MEATLESS BUT MORE NUTRITIOUS Malunggay soup (with tomatoes,
onions, organic vegan bouillon cubes and Himalayan salt), string beans (with
shiitake mushrooms, okra, eggplant, Braggs tomato sauce) and oil-less fried,
non-GMO soy wheat stick (with seaweeds). Safe proteins were found to be from
plants.
What do five of the 10
leading causes of illness and death in the Philippines have in common? Coronary
heart disease, cancer, stroke, diabetes and atherosclerosis are all associated
with our diets.
In particular, stroke, a
disease of the vascular system, has strong links to what we eat.
Experts say that
nutrients found in plants are associated with a lower risk of cognitive decline
in old age, and that food sourced from plants is one of our best natural allies
to help prevent stroke.
Scientist T. Colin
Campbell, PhD, coauthor of “The China Study,” cited a publication from the
well-known Framingham Study which had researchers concluding that for every
three additional servings of fruits and vegetables a day, the risk of stroke
could be reduced by 22 percent. This was published in the Journal of the
American Medical Association (Jama) titled “Protective effect of fruits and
vegetables on development of stroke in men” by Gilman M.W., Cupples L.A.,
Gagnon D., et al.
“Three servings of
fruits and vegetables is less than you might think. The following examples
count as one serving in this study: 1/2 cup peaches, 1/4 cup tomato sauce, 1/2
cup broccoli, or one potato,” said Campbell, who is a vegan, when he was
interviewed by Inquirer Science and Health a few years ago.
Campbell said: “Half a
cup is not much. In fact, the men in this study who consumed the most fruits
and vegetables consumed as many as 19 servings a day. If every three servings
lower the risk by 22 percent, the benefits can add up fast (risk reduction
approaches but cannot exceed 100 percent).”
Campbell noted that this
study provides evidence that the health of the arteries and vessels that
transport blood to and from your brain is dependent on how well you eat. By
extension, it is logical to assume that eating fruits and vegetables will
protect against dementia caused by poor vascular health.
Effective vs
hypertension
Vegetarian diets also
reduce the risk of hypertension, according to new research published recently
in the Jama Internal Medicine by physicians committee president Neal Barnard,
MD, and researcher Yoko Yokoyama, PhD, MPH. The meta-analysis compared blood
pressure from more than 21,000 people around the world and found study
participants who followed a vegetarian diet had a systolic blood pressure about
7 mm Hg lower and diastolic blood pressure 5 mm Hg lower than study
participants who consumed an omnivorous diet. The study was also published in
the health website Fit Fathers.
“Instead of readjusting
the definition for hypertension, as was done in the recent guideline revision,
let’s write prescriptions for plant-based foods,” Barnard said. “Compared to
antihypertensive drugs, a diet change brings only desirable ‘side effects,’
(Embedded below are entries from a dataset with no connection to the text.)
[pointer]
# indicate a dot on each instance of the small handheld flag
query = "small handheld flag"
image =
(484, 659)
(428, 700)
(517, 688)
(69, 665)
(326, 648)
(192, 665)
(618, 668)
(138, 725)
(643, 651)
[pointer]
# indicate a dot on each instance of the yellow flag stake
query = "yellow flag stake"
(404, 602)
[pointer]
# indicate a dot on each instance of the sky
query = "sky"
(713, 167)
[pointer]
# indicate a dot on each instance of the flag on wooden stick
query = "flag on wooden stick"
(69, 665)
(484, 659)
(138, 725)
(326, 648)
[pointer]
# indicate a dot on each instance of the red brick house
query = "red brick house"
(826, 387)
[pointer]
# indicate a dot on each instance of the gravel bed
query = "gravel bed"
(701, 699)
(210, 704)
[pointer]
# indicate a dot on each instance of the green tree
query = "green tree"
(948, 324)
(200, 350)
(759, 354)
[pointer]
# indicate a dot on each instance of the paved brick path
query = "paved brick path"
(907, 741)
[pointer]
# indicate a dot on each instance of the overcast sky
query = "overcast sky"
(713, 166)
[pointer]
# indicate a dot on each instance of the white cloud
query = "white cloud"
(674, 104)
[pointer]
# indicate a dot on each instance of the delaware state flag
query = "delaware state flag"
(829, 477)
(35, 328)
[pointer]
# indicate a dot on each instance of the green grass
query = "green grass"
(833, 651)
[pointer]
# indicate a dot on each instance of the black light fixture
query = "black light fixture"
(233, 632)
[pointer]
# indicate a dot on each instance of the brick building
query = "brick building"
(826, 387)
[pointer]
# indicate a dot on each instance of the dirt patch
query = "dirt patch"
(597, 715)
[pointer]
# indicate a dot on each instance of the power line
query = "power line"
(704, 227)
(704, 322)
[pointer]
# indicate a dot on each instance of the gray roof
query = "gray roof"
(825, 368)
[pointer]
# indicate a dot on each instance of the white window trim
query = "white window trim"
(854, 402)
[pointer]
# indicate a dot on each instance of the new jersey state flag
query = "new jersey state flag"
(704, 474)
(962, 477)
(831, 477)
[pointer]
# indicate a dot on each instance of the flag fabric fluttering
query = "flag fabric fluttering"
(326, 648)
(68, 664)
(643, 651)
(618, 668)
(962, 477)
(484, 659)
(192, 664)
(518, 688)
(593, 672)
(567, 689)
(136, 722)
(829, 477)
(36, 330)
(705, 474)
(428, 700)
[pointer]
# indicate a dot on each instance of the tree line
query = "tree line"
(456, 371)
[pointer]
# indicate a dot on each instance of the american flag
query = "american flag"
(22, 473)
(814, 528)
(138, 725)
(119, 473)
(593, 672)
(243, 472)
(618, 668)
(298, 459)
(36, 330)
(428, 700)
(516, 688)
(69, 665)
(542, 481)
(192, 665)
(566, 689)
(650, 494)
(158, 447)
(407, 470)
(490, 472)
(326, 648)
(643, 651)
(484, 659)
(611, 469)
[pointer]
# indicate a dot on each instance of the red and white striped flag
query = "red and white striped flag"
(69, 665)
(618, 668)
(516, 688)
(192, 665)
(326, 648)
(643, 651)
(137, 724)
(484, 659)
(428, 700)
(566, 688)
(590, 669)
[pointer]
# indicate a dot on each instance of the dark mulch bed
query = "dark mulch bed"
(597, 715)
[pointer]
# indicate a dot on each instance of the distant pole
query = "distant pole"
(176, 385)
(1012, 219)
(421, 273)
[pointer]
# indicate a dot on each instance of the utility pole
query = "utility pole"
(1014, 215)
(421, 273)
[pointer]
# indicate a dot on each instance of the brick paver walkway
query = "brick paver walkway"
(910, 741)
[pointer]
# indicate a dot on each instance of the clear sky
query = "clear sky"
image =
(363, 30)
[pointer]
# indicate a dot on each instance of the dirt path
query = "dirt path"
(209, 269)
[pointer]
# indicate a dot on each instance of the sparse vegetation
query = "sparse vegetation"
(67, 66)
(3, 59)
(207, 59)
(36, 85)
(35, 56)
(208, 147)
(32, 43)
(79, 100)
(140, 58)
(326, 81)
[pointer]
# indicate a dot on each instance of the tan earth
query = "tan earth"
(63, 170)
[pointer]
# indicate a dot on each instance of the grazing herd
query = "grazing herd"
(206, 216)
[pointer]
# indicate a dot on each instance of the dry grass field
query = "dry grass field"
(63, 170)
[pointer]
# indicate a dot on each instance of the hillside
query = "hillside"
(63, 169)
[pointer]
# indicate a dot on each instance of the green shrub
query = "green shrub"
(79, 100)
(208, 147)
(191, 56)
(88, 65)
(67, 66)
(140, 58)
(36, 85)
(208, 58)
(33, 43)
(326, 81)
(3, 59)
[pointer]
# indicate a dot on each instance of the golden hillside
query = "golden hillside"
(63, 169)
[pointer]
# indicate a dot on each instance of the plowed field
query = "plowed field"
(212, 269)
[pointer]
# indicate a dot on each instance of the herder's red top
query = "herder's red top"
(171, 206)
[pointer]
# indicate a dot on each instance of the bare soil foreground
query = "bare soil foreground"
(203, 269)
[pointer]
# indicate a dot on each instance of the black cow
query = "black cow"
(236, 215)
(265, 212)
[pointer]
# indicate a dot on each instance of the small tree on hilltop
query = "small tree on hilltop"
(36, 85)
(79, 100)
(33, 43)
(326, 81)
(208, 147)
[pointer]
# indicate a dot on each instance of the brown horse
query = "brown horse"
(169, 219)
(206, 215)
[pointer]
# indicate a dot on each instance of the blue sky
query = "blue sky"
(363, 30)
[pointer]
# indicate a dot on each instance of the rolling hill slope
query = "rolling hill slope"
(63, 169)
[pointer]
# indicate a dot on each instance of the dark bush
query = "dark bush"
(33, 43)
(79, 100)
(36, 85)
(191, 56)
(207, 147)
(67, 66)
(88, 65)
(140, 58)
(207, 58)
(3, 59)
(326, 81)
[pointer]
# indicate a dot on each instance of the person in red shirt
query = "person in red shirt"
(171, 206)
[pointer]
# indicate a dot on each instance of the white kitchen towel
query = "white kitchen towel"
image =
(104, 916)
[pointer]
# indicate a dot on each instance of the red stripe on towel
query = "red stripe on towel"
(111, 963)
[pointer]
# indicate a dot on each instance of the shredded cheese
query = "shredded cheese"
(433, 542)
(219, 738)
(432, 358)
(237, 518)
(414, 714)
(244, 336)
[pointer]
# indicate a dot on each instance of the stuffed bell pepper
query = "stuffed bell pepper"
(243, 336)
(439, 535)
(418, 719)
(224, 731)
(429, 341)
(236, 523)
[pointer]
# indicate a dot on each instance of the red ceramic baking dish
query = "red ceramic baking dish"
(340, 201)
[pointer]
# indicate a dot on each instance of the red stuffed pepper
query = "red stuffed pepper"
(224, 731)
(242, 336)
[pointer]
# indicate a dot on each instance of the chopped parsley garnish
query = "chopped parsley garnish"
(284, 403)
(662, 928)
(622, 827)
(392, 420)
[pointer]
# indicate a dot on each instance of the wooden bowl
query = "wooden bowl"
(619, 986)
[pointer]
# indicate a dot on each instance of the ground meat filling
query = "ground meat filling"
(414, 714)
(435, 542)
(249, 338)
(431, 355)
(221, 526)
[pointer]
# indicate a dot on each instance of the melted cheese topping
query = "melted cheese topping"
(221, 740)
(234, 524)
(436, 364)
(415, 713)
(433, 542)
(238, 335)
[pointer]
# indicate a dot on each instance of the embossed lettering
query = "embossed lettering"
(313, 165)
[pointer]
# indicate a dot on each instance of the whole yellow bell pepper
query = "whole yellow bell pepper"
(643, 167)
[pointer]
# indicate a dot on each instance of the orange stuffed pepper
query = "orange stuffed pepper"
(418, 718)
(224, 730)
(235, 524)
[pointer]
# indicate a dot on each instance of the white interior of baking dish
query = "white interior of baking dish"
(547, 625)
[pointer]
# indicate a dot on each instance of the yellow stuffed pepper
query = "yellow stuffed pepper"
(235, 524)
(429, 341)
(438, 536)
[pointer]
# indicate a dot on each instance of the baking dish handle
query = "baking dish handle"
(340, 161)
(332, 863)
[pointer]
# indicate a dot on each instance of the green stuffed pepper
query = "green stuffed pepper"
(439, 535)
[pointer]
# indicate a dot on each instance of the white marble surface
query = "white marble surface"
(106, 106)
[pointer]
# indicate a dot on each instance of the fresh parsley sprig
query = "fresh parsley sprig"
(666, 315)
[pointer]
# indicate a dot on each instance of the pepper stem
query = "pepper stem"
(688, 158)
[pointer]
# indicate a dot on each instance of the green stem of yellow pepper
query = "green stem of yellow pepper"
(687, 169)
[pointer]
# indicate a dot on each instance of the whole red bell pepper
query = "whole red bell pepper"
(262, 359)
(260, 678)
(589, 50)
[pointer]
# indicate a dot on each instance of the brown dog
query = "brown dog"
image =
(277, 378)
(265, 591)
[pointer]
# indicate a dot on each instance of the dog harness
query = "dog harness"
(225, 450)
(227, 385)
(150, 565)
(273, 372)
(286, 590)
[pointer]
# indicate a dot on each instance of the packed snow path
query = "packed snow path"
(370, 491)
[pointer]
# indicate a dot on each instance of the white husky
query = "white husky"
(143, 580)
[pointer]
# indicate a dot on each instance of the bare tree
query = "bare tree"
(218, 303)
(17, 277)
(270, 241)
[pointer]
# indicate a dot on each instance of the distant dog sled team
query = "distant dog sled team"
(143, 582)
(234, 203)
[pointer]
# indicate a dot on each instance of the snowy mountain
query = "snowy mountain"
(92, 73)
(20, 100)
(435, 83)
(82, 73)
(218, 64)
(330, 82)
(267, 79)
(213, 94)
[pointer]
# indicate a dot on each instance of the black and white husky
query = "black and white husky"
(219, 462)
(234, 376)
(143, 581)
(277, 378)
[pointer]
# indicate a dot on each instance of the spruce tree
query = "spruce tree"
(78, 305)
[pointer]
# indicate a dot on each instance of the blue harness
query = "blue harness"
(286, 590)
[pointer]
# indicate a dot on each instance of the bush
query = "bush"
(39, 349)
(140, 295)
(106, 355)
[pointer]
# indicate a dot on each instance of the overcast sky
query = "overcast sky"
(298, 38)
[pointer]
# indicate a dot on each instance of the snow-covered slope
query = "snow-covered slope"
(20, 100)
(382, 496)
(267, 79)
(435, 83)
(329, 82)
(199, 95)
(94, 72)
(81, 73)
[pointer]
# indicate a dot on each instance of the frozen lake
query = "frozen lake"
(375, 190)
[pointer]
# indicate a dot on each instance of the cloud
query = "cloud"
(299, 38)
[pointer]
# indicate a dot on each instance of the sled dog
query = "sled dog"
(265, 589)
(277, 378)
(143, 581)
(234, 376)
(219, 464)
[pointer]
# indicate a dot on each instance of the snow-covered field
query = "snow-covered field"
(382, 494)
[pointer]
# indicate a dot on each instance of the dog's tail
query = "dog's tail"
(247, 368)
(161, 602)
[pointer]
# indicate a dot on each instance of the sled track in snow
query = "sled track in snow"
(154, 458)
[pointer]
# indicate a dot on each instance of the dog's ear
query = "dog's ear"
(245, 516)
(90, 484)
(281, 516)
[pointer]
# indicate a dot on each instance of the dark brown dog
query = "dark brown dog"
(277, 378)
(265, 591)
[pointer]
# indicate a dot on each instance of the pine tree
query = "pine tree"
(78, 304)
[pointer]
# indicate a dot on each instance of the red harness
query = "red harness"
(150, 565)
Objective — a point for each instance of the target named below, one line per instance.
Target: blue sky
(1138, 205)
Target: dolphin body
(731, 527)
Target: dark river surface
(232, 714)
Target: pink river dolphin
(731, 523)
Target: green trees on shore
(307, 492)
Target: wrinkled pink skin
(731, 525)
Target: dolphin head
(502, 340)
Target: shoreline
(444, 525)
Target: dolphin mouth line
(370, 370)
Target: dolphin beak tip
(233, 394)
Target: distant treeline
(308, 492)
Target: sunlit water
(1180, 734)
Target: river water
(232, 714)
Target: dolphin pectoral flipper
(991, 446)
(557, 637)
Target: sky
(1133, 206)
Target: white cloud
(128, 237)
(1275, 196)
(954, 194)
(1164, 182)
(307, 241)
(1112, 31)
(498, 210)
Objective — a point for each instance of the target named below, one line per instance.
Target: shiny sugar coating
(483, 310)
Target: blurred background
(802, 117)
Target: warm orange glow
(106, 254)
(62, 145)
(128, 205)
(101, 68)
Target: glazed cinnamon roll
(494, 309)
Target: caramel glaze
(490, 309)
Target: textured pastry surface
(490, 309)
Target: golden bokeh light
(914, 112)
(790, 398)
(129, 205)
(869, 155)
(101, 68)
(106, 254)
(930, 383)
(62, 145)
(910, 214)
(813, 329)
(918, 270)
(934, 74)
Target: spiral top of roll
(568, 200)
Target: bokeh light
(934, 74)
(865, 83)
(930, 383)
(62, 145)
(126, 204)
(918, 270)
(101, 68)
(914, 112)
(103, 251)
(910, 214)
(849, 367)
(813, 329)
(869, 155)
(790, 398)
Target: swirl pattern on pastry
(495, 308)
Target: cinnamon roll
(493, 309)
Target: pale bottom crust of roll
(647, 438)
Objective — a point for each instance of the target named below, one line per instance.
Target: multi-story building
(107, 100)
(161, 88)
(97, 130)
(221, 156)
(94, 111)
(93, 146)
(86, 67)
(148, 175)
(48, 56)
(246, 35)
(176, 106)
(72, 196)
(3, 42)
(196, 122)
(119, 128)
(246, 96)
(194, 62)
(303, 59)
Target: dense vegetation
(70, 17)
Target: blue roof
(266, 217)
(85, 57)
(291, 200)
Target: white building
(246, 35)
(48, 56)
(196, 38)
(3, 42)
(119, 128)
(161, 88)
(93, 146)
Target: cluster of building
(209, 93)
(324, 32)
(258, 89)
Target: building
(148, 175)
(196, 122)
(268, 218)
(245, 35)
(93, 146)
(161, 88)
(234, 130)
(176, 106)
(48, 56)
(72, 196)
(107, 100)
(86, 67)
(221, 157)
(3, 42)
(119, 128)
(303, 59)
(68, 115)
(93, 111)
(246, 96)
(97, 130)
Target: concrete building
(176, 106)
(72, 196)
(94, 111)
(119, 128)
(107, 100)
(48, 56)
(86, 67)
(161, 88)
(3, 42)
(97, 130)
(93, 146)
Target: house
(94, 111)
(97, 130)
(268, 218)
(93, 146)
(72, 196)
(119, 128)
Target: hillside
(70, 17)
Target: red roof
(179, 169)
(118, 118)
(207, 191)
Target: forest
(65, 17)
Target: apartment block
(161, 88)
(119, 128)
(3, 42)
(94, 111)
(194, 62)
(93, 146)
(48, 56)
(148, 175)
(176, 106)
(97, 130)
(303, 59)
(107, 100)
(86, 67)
including healthy weight loss and improved cholesterol, along with the lower
blood pressure.”
The Jama meta-analysis
report also pointed out that:
Obesity, sodium and
alcohol consumption increase blood pressure and risk for hypertension.
Potassium intake and
physical activity correlate directly with lower blood pressure.
Unsaturated fat,
protein, magnesium and dietary fiber may reduce risk for hypertension.
Hypertensive study
participants who combine antihypertensive medications with a plant-based diet
lower blood pressure by an average of 5/2 mm Hg in just six weeks.
A 2013 study from the
American Journal of Medicine (T. Akbaraly, S. Sabia, G. Hagger-Johnson, et al.)
indicated that eating more meat, dairy and other unhealthful foods could worsen
the effects of aging.
After an average 16-year
followup, people who consumed a “Western-type” diet, which consists of high
intakes of red and processed meats, whole dairy products, and fried foods, were
more likely to die prematurely and to suffer from various chronic diseases
including heart disease, stroke, cancer and mental health disorders, compared
with people who avoided such dietary patterns.